Warming Seas Will Cause Drying and Water Deficits in the West

Anticipated reductions in Arctic sea ice due to global warming would force a significant drying of western North America, according to a March 2004 study in Geophysical Research Letters.

  • "...decreased Arctic sea ice causes drying of western North America."

  • Shrinking Arctic ice would shift storm tracks northward, causing a 30 percent drop in winter precipitation (15 centimeters) and annual precipitation (25 centimeters) from the Gulf of California north to southern British Columbia, and as far inland as the Rocky Mountains.

  • Water deficit, measured as evaporation minus precipitation, may increase by up to 50 percent (0.5 to 2 millimeters/day) over coastal western North America.4

  • Continued warming in the West combined with shrinking Arctic ice will "exacerbat(e) the water crisis in western North America."5


Global Warming Exacerbates Water Shortage Problems

Global warming impacts on snowpack and spring runoff have been and will continue to be adverse in the West, according to a February 2004 study by University of Washington climate scientist Edward Miles. The study found:

  • Since 1950, global warming has been accompanied by an increase in precipitation, but more now comes as rain rather than snow, which means earlier spring runoff and longer summer droughts.

  • The western United States faces decades of chronic water shortages, according to a combination of computer models and hundreds of measurements in the Cascades, Sierras and Rockies.

  • Even with only modest temperature increases, water content of critical snowpack will drop about 60 percent by 2050.

  • Water storage systems in the Northwest and northern California are not designed for the predicted changes in runoff, making it harder to meet the competing needs of fisheries, farmers and power generators.6


Government Forecasts Warming and Melting in Rockies and Great Basin

Forecasts from the Rocky Mountain/Great Basin Regional Assessment on global warming by the federal government's U.S. Global Change Research Program include:

  • The date of peak flow in three Rocky Mountain rivers (Boise, Humboldt and Yellowstone) will come 10 to 15 days earlier than during the 20th century.

  • Seasonal temperature will increase 4 to 14 degrees Fahrenheit over the 21st century, with the largest increases in winter.

  • Total precipitation will increase, but with a significant shift from snow to rain. This could have a severe impact on natural snowpack and man-made water storage and management systems. In this region, 85 percent of the water used by people is surface water, and 85 percent of this originates as run-off from mountain snowpack.

  • One model projects that skiing could be eliminated from the region by 2070.7

last revised 12.9.04



Notes

1. Martin Hoerling and Arun Kumar, "The Perfect Ocean for Drought," Science , Volume 299 (January 31, 2003): pp. 691-694.

2. Robert F. Service, "As the West Goes Dry," Science, Volume 303 (February 20, 2004): pp. 1124-1127.
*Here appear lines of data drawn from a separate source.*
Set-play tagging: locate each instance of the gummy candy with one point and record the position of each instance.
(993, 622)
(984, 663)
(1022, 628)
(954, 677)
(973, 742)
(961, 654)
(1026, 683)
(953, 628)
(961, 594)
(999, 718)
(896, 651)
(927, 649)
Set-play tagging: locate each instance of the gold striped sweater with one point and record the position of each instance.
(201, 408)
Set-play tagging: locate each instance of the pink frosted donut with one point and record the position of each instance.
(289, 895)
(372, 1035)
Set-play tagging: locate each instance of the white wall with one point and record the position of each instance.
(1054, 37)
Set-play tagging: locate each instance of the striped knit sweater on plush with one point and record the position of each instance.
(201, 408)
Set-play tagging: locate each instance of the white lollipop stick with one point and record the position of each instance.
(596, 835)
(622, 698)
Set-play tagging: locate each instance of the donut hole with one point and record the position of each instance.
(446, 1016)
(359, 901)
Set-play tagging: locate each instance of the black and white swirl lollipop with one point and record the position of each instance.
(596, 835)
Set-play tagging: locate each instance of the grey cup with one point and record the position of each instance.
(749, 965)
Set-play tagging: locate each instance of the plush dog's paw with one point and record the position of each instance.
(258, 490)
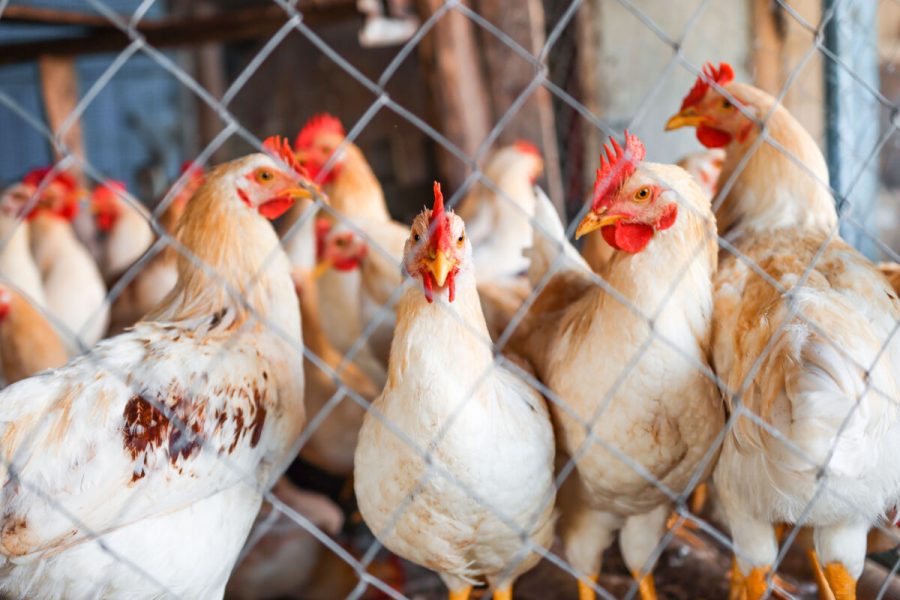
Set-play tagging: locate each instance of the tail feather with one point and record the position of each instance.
(549, 241)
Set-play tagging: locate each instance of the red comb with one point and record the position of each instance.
(281, 148)
(321, 123)
(36, 176)
(526, 147)
(723, 75)
(617, 166)
(439, 224)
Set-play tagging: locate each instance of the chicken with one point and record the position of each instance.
(486, 432)
(73, 285)
(331, 444)
(282, 557)
(499, 222)
(124, 228)
(28, 342)
(629, 364)
(891, 271)
(356, 195)
(703, 166)
(807, 348)
(136, 471)
(17, 266)
(157, 277)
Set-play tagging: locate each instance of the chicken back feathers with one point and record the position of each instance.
(162, 437)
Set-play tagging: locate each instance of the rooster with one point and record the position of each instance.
(627, 363)
(808, 347)
(479, 423)
(123, 225)
(17, 266)
(283, 559)
(28, 342)
(157, 277)
(499, 224)
(136, 471)
(356, 196)
(74, 287)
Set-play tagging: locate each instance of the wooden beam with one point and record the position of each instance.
(103, 36)
(461, 109)
(59, 87)
(509, 74)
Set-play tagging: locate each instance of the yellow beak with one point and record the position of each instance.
(593, 221)
(440, 266)
(686, 118)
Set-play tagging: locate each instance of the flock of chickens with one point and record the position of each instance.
(487, 386)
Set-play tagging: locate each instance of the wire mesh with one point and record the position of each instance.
(556, 72)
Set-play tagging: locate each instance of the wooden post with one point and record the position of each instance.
(508, 74)
(450, 57)
(59, 87)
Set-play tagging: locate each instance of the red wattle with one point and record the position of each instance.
(712, 137)
(274, 208)
(628, 237)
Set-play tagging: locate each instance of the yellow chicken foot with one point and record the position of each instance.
(585, 591)
(646, 586)
(824, 589)
(462, 594)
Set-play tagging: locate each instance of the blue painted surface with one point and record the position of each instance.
(131, 128)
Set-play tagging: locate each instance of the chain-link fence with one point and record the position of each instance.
(512, 426)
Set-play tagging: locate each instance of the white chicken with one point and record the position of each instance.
(486, 431)
(73, 285)
(158, 276)
(804, 340)
(17, 266)
(123, 225)
(136, 471)
(499, 224)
3. Pacific Northwest National Laboratory, "Global Warming to Squeeze Western Mountains Dry by 2050," www.pnl.gov/news/2004/04-03.htm (January 2004).
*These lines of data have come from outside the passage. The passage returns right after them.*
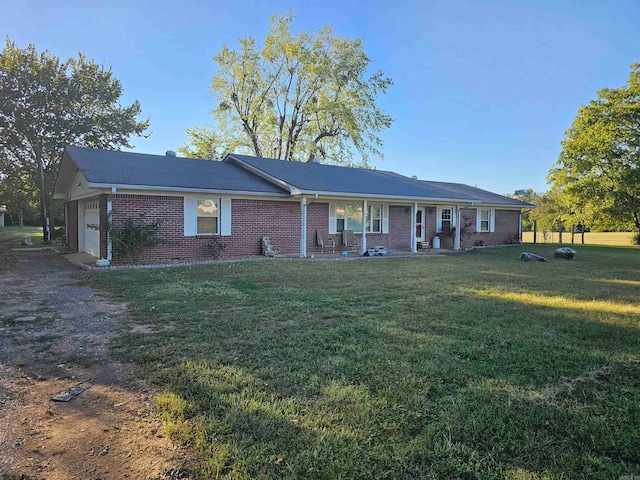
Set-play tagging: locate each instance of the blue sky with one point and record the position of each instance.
(483, 90)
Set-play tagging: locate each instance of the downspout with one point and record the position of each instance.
(303, 232)
(456, 241)
(414, 244)
(110, 219)
(364, 228)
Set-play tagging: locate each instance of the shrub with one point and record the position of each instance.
(133, 237)
(216, 247)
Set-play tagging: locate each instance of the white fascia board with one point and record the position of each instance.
(502, 205)
(177, 190)
(367, 196)
(293, 190)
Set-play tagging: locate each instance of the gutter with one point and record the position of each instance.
(265, 176)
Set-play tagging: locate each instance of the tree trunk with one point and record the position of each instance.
(573, 232)
(560, 232)
(46, 231)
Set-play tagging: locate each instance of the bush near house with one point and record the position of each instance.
(469, 366)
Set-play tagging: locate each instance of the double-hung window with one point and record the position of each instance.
(374, 221)
(349, 217)
(207, 216)
(485, 220)
(446, 219)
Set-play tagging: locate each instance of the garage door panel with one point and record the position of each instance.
(91, 235)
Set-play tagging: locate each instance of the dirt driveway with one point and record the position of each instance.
(54, 335)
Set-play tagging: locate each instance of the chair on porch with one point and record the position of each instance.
(350, 240)
(323, 239)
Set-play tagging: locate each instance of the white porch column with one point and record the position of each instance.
(109, 219)
(303, 227)
(456, 240)
(414, 241)
(364, 228)
(520, 227)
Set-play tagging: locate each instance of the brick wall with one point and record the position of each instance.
(505, 230)
(250, 221)
(280, 221)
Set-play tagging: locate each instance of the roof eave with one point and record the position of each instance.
(293, 190)
(382, 196)
(184, 189)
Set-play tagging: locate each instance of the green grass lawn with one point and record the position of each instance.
(12, 236)
(470, 366)
(590, 238)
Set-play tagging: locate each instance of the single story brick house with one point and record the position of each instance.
(244, 198)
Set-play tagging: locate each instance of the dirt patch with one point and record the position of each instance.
(54, 335)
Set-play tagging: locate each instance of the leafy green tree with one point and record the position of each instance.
(298, 98)
(598, 172)
(46, 104)
(204, 143)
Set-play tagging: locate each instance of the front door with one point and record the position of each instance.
(420, 225)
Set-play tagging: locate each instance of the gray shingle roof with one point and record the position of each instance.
(241, 173)
(316, 177)
(479, 195)
(111, 167)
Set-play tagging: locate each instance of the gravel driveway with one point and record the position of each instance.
(54, 335)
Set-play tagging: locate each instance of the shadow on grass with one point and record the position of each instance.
(409, 371)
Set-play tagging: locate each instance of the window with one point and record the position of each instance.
(207, 216)
(446, 215)
(375, 218)
(484, 220)
(349, 217)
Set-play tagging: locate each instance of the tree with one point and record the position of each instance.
(46, 104)
(298, 98)
(597, 173)
(204, 144)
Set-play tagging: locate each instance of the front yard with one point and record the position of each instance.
(470, 366)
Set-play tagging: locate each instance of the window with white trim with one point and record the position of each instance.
(374, 222)
(349, 217)
(483, 219)
(446, 219)
(207, 216)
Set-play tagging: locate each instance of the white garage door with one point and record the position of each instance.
(91, 235)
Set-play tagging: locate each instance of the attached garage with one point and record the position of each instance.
(91, 235)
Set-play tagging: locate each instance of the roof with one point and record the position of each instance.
(117, 168)
(480, 196)
(259, 176)
(330, 179)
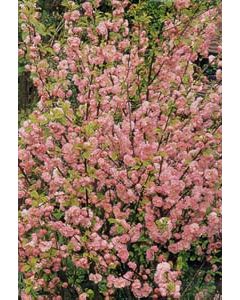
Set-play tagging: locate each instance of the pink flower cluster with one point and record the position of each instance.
(120, 163)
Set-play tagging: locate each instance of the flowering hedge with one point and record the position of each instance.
(120, 163)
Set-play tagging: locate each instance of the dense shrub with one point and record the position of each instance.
(120, 163)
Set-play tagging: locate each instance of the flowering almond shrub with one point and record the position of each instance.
(120, 163)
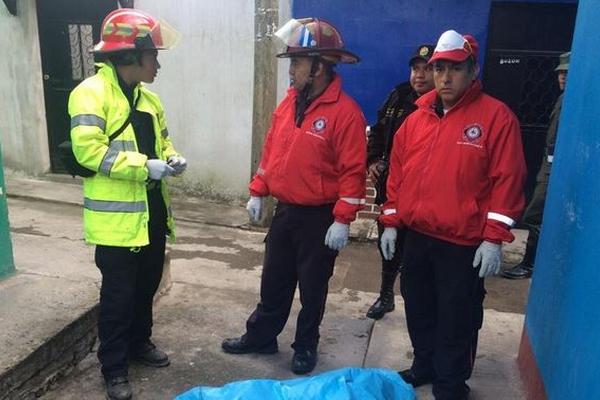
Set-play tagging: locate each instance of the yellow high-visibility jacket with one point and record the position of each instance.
(115, 200)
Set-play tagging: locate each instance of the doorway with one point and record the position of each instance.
(68, 29)
(524, 42)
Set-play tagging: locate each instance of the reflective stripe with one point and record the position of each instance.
(502, 218)
(123, 145)
(88, 120)
(114, 206)
(108, 161)
(353, 200)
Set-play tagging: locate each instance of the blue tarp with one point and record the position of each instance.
(340, 384)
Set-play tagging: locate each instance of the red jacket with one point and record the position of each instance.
(323, 161)
(458, 178)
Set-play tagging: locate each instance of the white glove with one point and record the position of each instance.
(178, 163)
(158, 169)
(489, 255)
(337, 236)
(254, 207)
(388, 242)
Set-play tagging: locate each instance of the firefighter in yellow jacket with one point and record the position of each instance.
(126, 204)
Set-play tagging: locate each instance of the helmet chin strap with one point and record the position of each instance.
(303, 100)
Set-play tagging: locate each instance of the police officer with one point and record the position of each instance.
(456, 186)
(126, 204)
(398, 106)
(532, 218)
(313, 163)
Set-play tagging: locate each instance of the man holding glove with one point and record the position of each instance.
(313, 163)
(126, 205)
(456, 185)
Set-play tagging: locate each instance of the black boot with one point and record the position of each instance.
(385, 302)
(118, 388)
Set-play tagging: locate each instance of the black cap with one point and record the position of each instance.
(422, 52)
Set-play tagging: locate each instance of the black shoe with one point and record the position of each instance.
(241, 346)
(413, 379)
(149, 355)
(519, 271)
(118, 388)
(304, 361)
(382, 305)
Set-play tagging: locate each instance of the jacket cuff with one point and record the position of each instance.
(497, 232)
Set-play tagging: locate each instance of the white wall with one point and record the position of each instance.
(283, 78)
(23, 130)
(206, 86)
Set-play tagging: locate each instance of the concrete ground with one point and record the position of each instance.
(214, 279)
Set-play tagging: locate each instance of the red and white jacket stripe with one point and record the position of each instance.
(320, 162)
(458, 178)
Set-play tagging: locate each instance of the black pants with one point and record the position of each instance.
(130, 278)
(295, 254)
(443, 297)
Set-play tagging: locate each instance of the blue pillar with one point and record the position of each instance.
(563, 317)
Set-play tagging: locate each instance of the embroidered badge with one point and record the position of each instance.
(319, 125)
(472, 133)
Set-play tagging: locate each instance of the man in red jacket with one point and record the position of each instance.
(313, 163)
(456, 184)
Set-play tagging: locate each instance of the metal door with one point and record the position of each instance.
(524, 42)
(68, 29)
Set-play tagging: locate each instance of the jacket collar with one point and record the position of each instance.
(109, 72)
(428, 101)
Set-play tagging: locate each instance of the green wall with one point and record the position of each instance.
(7, 264)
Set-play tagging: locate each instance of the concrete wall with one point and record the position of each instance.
(563, 321)
(23, 122)
(206, 85)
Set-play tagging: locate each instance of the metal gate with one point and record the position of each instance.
(524, 42)
(68, 29)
4. Jacob O. Sewall and Lisa Cirbus Sloan, "Disappearing Arctic Sea Ice Reduces Available Water in the American West," Geophysical Research Letters , Volume 31 (March 2004), www.agu.org/pubs/crossref/2004/2003GL019133.shtml.

5. Ibid.

6. Edward Miles, "Climate Change in the Pacific Northwest," presented at 2004 AAAS Climate Change Dialogue, Seattle, Washington, February 13, 2004, http://www.cses.washington.edu/cig/outreach/files/AAAS_2004.shtml.

7. F.H. Wagner, ed., Rocky Mountain/Great Basin Regional Climate-Change Assessment: Report for the U.S. Global Change Research Program (Logan, UT: Utah State University, 2003), www.cnr.usu.edu/publications/book.pdf.